Voorstanders benadrukken dat zonder deze ingreep het ov pal voor verdere bezuinigingen stond. Volgens hen voorkom je zo duurdere kaartjes en verdwijnen er minder lijnen, wat ook weer huishoudens en scholieren helpt die afhankelijk zijn van bus of trein.
Extra geld voor het ov
Door het schuiven met middelen komt er de komende twee jaar bijna een half miljard euro extra beschikbaar voor het openbaar vervoer. Dat geld is bedoeld om eerder afgesproken besparingen te dempen. Zonder die extra steun dreigden hogere tarieven en het schrappen van busroutes in meerdere regio’s.
Vervoerders waarschuwden de afgelopen tijd vaker voor een neerwaartse spiraal: minder geld leidt tot dunner dienstregelingen, waardoor reizigers afhaken, wat opnieuw inkomsten kost.

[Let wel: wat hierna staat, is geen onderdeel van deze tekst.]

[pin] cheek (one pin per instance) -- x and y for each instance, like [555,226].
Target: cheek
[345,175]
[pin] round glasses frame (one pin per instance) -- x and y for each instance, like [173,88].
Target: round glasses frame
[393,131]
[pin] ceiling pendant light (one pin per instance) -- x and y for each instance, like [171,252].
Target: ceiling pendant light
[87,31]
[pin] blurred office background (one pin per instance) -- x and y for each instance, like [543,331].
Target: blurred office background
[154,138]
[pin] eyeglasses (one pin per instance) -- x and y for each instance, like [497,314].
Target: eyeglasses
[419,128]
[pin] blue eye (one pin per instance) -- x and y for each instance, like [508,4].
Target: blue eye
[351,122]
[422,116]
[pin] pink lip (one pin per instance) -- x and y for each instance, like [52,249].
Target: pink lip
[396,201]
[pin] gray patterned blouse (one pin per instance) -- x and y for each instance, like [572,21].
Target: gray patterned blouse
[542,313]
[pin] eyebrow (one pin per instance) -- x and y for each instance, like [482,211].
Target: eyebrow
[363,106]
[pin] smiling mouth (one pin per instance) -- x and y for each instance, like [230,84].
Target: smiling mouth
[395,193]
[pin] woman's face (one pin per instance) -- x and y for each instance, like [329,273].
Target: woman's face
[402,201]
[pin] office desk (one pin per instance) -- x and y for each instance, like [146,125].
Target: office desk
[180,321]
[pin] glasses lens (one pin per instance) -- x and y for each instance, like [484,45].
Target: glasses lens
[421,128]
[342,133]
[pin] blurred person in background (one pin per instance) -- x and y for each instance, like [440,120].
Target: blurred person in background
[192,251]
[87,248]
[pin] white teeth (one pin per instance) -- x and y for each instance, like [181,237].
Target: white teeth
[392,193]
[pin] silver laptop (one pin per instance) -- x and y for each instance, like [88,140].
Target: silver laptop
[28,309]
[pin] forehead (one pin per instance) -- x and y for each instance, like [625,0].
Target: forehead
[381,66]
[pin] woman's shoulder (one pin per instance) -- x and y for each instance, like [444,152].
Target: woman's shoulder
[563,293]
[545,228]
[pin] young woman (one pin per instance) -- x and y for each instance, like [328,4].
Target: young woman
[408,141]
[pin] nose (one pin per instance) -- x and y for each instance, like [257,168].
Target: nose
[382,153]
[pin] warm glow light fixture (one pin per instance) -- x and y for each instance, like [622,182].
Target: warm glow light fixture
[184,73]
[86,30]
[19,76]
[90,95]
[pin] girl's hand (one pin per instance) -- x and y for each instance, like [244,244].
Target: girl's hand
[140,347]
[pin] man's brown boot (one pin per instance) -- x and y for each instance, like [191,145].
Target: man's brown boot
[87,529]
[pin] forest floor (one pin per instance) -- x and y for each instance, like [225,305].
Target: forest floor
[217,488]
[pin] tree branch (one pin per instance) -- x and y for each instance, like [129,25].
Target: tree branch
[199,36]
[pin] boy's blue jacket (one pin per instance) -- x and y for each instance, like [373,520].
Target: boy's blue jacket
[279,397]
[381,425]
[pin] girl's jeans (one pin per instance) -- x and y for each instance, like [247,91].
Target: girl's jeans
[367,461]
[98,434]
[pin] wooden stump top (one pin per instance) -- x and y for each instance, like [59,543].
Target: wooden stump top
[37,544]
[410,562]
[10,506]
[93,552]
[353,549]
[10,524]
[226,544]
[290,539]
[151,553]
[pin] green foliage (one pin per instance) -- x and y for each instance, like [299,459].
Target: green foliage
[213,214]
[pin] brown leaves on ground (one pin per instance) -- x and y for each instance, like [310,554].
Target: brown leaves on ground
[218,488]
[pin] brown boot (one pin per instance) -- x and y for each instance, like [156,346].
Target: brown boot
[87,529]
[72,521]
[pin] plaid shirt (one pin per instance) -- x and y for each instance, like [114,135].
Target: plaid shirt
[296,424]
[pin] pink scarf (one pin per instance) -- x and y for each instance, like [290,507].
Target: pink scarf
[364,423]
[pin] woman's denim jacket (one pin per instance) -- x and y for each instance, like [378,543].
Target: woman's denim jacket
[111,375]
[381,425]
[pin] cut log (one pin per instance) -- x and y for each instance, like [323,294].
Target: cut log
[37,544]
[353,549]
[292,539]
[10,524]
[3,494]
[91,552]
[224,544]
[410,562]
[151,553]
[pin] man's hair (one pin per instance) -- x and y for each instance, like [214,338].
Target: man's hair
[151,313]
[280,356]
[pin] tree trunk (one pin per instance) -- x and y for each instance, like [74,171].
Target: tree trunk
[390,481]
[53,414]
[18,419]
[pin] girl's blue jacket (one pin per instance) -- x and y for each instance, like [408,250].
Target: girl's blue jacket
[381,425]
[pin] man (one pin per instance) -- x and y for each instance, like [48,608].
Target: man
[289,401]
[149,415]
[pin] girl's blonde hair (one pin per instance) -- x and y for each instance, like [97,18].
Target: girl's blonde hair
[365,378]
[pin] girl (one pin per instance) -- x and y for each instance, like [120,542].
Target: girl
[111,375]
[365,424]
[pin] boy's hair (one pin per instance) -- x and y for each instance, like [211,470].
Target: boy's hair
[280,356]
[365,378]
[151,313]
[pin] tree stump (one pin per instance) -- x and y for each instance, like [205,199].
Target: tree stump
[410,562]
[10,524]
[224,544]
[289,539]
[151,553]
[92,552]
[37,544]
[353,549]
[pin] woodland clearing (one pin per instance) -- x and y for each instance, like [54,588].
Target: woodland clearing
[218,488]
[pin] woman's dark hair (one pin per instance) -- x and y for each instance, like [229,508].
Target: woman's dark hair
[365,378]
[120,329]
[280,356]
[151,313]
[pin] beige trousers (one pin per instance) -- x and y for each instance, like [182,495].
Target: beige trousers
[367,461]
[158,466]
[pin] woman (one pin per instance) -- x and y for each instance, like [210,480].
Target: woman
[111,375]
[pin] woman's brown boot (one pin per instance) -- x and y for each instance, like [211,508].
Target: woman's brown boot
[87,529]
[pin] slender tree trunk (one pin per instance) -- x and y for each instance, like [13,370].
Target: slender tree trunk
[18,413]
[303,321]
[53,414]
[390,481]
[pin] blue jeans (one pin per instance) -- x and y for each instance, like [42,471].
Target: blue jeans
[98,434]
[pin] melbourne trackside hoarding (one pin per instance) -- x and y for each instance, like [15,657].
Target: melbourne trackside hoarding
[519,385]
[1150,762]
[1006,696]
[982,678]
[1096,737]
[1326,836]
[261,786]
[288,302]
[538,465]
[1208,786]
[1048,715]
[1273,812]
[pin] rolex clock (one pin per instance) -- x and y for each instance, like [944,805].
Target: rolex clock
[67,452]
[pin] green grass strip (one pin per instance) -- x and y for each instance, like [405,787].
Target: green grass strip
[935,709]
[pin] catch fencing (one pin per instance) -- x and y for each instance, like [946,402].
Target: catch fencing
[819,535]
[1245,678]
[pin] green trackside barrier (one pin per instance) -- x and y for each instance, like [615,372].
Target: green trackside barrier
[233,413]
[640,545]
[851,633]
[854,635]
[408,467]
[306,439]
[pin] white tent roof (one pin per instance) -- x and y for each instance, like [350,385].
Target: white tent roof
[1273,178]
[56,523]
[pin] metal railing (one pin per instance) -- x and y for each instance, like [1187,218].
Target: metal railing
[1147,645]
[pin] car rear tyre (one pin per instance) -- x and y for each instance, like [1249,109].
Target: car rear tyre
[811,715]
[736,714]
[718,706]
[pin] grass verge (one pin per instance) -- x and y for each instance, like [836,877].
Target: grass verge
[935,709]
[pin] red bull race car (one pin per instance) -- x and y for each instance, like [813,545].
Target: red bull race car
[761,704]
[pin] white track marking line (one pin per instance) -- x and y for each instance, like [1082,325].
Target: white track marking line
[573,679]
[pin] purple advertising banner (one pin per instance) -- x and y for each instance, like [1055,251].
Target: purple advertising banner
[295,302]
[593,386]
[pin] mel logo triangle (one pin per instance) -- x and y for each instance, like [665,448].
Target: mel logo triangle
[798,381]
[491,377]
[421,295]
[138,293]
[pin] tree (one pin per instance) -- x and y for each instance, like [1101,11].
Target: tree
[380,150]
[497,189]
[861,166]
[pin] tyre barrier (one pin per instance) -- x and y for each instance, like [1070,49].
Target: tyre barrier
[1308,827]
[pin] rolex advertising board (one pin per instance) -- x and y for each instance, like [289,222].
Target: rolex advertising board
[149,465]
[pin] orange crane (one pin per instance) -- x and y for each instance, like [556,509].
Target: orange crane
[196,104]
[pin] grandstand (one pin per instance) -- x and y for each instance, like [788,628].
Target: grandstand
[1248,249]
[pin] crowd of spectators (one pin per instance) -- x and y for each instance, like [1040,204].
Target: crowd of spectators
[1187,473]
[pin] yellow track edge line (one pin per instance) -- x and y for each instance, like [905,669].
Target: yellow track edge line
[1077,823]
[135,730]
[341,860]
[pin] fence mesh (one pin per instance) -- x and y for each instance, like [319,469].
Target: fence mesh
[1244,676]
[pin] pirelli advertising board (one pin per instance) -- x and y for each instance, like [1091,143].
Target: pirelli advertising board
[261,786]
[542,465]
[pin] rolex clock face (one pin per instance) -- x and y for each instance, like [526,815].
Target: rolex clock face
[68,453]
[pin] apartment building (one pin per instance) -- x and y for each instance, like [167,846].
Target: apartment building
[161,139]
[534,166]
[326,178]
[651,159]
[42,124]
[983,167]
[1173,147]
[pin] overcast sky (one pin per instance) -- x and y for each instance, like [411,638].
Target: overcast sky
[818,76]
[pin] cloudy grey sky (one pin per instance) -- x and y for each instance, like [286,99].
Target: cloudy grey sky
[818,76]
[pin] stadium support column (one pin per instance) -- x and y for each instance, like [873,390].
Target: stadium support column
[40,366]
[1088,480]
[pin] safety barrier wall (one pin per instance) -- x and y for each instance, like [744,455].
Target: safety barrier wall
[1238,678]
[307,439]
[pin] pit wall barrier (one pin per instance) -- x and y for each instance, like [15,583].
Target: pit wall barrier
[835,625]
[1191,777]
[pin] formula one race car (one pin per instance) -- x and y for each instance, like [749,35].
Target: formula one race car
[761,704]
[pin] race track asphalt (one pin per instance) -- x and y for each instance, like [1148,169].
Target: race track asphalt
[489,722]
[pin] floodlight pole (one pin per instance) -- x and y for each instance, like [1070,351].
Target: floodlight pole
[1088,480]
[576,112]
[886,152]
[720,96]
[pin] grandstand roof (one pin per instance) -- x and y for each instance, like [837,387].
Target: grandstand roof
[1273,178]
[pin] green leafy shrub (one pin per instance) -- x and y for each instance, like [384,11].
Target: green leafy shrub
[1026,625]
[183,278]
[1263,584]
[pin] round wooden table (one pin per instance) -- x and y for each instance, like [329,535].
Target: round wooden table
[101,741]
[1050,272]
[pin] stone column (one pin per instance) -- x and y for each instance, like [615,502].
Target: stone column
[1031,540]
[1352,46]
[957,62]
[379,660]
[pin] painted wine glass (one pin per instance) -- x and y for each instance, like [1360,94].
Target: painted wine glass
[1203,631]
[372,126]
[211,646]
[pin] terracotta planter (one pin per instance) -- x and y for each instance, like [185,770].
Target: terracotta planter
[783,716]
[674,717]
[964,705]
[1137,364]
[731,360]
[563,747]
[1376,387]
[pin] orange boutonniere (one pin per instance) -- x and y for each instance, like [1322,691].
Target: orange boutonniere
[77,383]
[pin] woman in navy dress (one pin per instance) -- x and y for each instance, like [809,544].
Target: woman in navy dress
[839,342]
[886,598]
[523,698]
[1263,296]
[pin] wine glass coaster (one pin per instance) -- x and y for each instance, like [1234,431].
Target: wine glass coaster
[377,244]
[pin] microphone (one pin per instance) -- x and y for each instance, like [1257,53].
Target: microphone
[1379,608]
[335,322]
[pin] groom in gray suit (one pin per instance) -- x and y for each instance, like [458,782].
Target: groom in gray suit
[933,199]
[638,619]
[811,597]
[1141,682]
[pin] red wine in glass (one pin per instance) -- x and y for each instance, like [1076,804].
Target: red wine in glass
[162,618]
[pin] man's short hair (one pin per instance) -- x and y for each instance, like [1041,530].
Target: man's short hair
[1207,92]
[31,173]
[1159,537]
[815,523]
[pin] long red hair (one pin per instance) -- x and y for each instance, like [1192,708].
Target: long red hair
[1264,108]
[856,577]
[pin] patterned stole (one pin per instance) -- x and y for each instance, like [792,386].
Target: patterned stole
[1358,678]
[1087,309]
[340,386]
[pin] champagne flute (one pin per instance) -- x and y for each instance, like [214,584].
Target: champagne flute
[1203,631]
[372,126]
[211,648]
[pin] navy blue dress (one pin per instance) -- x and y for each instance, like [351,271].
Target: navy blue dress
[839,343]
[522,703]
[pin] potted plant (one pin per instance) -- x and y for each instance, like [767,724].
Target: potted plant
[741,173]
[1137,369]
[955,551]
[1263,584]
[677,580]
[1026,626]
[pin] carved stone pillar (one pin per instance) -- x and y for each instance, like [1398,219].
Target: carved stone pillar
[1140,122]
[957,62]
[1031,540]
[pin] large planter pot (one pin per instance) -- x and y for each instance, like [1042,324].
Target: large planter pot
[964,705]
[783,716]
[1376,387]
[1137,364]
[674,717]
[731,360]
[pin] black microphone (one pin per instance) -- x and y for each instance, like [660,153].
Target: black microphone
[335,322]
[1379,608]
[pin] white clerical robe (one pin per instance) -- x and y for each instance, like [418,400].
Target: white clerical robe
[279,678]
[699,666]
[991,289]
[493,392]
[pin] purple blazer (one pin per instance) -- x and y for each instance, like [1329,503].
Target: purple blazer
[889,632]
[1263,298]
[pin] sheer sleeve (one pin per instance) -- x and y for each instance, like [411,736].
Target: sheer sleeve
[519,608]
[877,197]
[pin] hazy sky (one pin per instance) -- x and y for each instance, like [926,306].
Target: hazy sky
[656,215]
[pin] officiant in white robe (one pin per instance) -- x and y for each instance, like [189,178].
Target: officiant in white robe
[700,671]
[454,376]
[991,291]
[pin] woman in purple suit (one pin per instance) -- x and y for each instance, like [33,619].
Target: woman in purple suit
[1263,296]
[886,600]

Met dit pakket wil de Kamer daar een rem op zetten, in de hoop dat bereikbaarheid en frequentie op peil blijven.
Wat betekent dit voor automobilisten
Voor automobilisten verandert er op korte termijn niets aan de manier van rijden, maar wel aan de kosten. De literprijs zal in 2026 een tik omhoog krijgen door de hogere accijnzen. Hoeveel je precies meer kwijt bent, hangt af van de brandstofsoort, je verbruik en hoeveel je tankt. Veelrijders en gezinnen met twee auto’s zullen het het snelst merken.
Daar staat tegenover dat goede ov-verbindingen voor sommige mensen een alternatief kunnen bieden. In stedelijke gebieden of in plaatsen met frequente bus- en treinverbindingen kan dat op termijn schelen in autokilometers. In landelijke regio’s is die keuze minder vanzelfsprekend, en juist daar klinken de meeste zorgen over de hogere pompprijzen.
Effect op bedrijven en transport
Voor transport- en distributiebedrijven tellen accijnzen direct door in de kilometerprijs. De verhoging op diesel, de belangrijkste brandstof voor vrachtverkeer, is kleiner dan bij benzine, maar nog steeds relevant. Veel bedrijven werken met contracten waarin brandstofclausules zitten. In de praktijk betekent dat vaak dat klanten een deel van de stijging meebetalen.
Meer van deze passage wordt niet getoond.